Ce matin, je suis tombée sur une photo de mon fils et de ma fille. Jérémy avait 9 ans, Alexandra 1. C’était hier, non? Alors pourquoi entre-t-elle en maternelle à l’automne? Pourquoi a-t-il brusquement une voix plus grave et un début de pinch? C’est qui le méchant sorcier qui m’a volé ces années? J’insiste. C’était HIER. 

Puis, je me suis regardée dans le miroir. Et j’ai vu ces années dessinées autour de mon regard et de ma bouche. J’ai fermé les yeux.
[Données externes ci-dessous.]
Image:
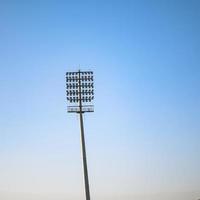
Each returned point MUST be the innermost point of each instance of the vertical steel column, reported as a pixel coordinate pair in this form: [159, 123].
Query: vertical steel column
[87, 189]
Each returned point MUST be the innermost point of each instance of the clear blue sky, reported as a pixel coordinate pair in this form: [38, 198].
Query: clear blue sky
[142, 139]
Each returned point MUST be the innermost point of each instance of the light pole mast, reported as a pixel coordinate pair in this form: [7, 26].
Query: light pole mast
[80, 93]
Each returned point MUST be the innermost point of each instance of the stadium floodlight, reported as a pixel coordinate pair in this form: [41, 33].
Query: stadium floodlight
[80, 94]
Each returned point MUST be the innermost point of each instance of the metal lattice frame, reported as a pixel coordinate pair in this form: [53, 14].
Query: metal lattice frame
[80, 89]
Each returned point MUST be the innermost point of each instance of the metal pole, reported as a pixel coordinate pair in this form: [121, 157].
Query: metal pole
[87, 189]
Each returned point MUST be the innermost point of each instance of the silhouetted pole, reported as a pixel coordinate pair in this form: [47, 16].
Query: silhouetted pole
[80, 93]
[87, 188]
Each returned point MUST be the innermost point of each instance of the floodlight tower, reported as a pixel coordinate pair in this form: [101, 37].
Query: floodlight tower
[80, 94]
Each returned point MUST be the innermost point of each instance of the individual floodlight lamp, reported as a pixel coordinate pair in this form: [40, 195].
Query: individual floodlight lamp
[80, 94]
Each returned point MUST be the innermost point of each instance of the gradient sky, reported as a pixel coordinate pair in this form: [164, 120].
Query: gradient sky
[143, 138]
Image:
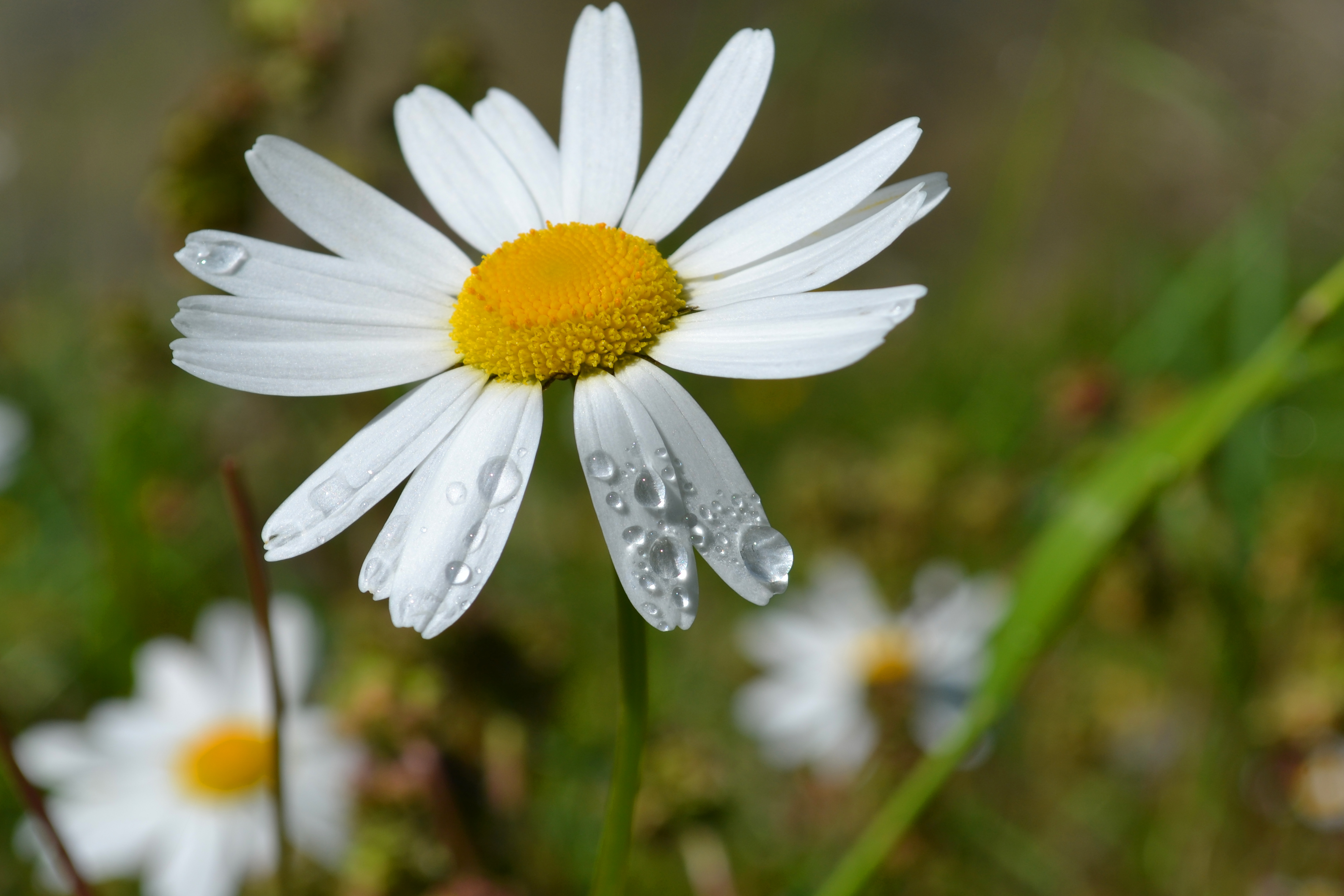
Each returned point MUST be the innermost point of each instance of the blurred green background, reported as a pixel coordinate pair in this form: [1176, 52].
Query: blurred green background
[1139, 191]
Demain, ça ira. Mais aujourd’hui, j’observe en secret le bedon bien rond de ma collègue de travail et je crève d’envie. Envie de recommencer, de revenir en arrière, d’effacer le moche pour ne garder que le beau.

Les soeurs gourdes

Elle est mon Yin. Je suis son Yang. Et parfois, c’est l’inverse. Par un hasard qui n’en est probablement pas un, nous sommes venues au monde dans la même famille.

Des fois (souvent), je me dis: une chance qu’on s’a.

T’aime petite-grande soeur.

 P.S.

Le titre, c’est parce que parfois, elle et moi, on peut vraiment atteindre des sommets dans la connerie et dans le « moi aussi, moi aussi!!! »

Rêver à l’impossible étoile

Il a réussi. Bernard Lachance, le plus têtu et le plus coriace des chanteurs, a tenu son pari fou. Vous l’avez peut-être vu à TLMEP il y a quelques semaines. Oui, oui, le gars sans agent qui loue les plus grandes salles de spectacle pour ensuite vendre les billets dans la rue, avec un plan de la salle imprimé sur sur T-Shirt. Il a commencé avec le Capitole à Québec, puis le centre Bell. Là, il s’est payé le Chicago Theatre pour le 6 juin prochain. Et grâce à une invitation lancée à Oprah sur YouTube, la reine des animatrices l’a convié à son émission de mardi prochain. YES!

Je suis convaincue que ce garçon s’est souvent fait regardé de haut. Qu’on lui a dit qu’il était sûrement mégalo ou bipolaire. Que ça ne ce faisait pas de rêver si gros. Qu’il faut commencer par le commencement, au bas de l’échelle et grimper tranquillement. But he decided to shoot for the stars. 

Alors à tous ceux et celles qui se sont foutu de sa gueule: IN YOUR FACE!

Et Bernard, si jamais tu lis ce billet, give a kiss to Oprah from me. And break a leg.